Moore is the chief litigation counsel for the auditor’s office. He talked about the new programs at a news conference at the Historic Greene County Courthouse on Thursday.
Both programs are designed to help the auditor’s office hold government accountable.
“The sad thing I've seen is poor, poor accountability,” said Moore.
In the past, Moore says, there have been complaints that the auditor's office takes too long to examine problems and that it can’t enforce recommendations in its audits.
Under the first program, the auditor's office would launch reviews quickly to preserve evidence after credible allegations of fraud, mismanagement and violations of state or federal law. The second effort would monitor how government entities adopt audit recommendations.
In recent years, people in the Ozarks have seen examples of mismanagement and lack of controls in government offices.
One was the theft over several years of nearly $500,000 by a clerk, Rhonda Bateman, at Springfield Municipal Court. That led to an audit of city finances in 2007 and a guilty plea by Bateman, who is serving a 10-year prison sentence.

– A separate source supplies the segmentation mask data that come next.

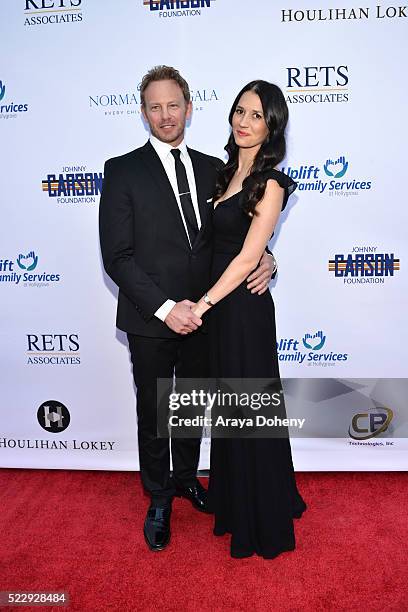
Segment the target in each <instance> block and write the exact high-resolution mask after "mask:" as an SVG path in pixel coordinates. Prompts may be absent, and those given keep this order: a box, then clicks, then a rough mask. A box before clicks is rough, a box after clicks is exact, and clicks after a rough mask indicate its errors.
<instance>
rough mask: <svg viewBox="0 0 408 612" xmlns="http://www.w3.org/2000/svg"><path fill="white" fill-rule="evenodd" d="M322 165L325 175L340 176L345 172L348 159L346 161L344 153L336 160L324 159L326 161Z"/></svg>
mask: <svg viewBox="0 0 408 612" xmlns="http://www.w3.org/2000/svg"><path fill="white" fill-rule="evenodd" d="M323 167H324V171H325V173H326V174H327V176H333V177H334V178H341V177H342V176H344V175H345V174H346V172H347V168H348V161H346V158H345V157H344V155H340V157H339V158H338V159H336V161H333V160H332V159H328V160H326V163H325V164H324V166H323Z"/></svg>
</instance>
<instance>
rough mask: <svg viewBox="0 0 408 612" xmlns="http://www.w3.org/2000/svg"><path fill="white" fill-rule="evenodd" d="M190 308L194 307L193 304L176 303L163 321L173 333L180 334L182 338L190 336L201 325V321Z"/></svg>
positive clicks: (186, 302) (198, 317) (186, 301)
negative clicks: (189, 334)
mask: <svg viewBox="0 0 408 612" xmlns="http://www.w3.org/2000/svg"><path fill="white" fill-rule="evenodd" d="M192 306H195V303H194V302H190V301H189V300H183V301H182V302H177V304H176V305H175V306H173V308H172V309H171V310H170V312H169V314H168V315H167V317H166V318H165V319H164V322H165V323H166V325H167V326H168V327H170V329H172V330H173V331H175V332H176V334H181V335H182V336H186V335H187V334H190V333H191V332H192V331H195V330H196V329H198V328H199V327H200V325H201V324H202V321H201V319H200V318H199V317H197V316H196V315H195V314H194V313H193V311H192V310H191V307H192Z"/></svg>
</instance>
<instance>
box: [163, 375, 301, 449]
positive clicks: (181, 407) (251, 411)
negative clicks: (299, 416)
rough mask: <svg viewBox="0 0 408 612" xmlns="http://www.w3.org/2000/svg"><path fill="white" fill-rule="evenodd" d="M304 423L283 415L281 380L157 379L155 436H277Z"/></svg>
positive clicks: (280, 434) (287, 436)
mask: <svg viewBox="0 0 408 612" xmlns="http://www.w3.org/2000/svg"><path fill="white" fill-rule="evenodd" d="M305 421H306V418H305V417H291V418H288V417H287V415H286V411H285V404H284V398H283V391H282V386H281V382H280V380H271V379H222V380H220V379H218V380H216V381H215V380H208V379H199V380H198V379H177V383H176V385H175V384H174V382H173V380H170V379H159V380H158V435H159V436H160V437H177V438H192V437H201V436H204V437H209V436H211V437H213V438H214V437H219V438H237V437H239V438H242V437H256V438H282V437H288V436H289V430H288V428H289V427H290V428H292V429H293V428H297V429H302V428H303V426H304V424H305Z"/></svg>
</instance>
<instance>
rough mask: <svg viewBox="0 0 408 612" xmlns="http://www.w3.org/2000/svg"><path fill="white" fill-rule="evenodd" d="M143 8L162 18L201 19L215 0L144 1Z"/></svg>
mask: <svg viewBox="0 0 408 612" xmlns="http://www.w3.org/2000/svg"><path fill="white" fill-rule="evenodd" d="M142 2H143V6H144V7H145V8H147V9H148V10H149V11H150V12H151V13H152V14H155V15H157V16H158V17H160V18H167V17H199V16H200V15H201V13H202V12H203V11H205V9H208V8H211V7H212V5H213V4H214V2H215V0H142Z"/></svg>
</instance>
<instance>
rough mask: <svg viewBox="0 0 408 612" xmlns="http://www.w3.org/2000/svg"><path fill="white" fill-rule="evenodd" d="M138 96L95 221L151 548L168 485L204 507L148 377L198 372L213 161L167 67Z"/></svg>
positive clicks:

In the years to follow, investigators say Julia Keithley stole $18,000 from the City of Clever, where she was a clerk. Keithley pleaded guilty in 2008 and is on five years of probation after serving a 120-day shock prison sentence. She’s also supposed to make restitution to Clever.
Last year, State Auditor Susan Montee raised questions about transactions of the former Marionville city clerk and her staff found $17,000 missing from city coffers. No one is charged in that case.
These cases are just a drop in the misappropriations bucket for the state.
“I’m very pleased to announce, I think, very aggressive initiatives by any state auditor’s office,” Moore said.
The big one for Moore is providing follow-up audits in which he would visit with audited agencies after a period of time to see if they have made suggested changes to their reported problems.
“Tom said, ‘I want people to go out and investigate.’ That's what excites me: go to a new place and be more relevant in the lives of people,” Moore said.
The auditor’s office new rapid response team can be called out as soon as allegations of fraud, misappropriation or abuse are credible.
Moore says these new procedures will not require any extra staffing in the state auditor’s office. He says auditors already in place across Missouri will be called in to these follow-ups as needed.----
The Associated Press contributed to this report.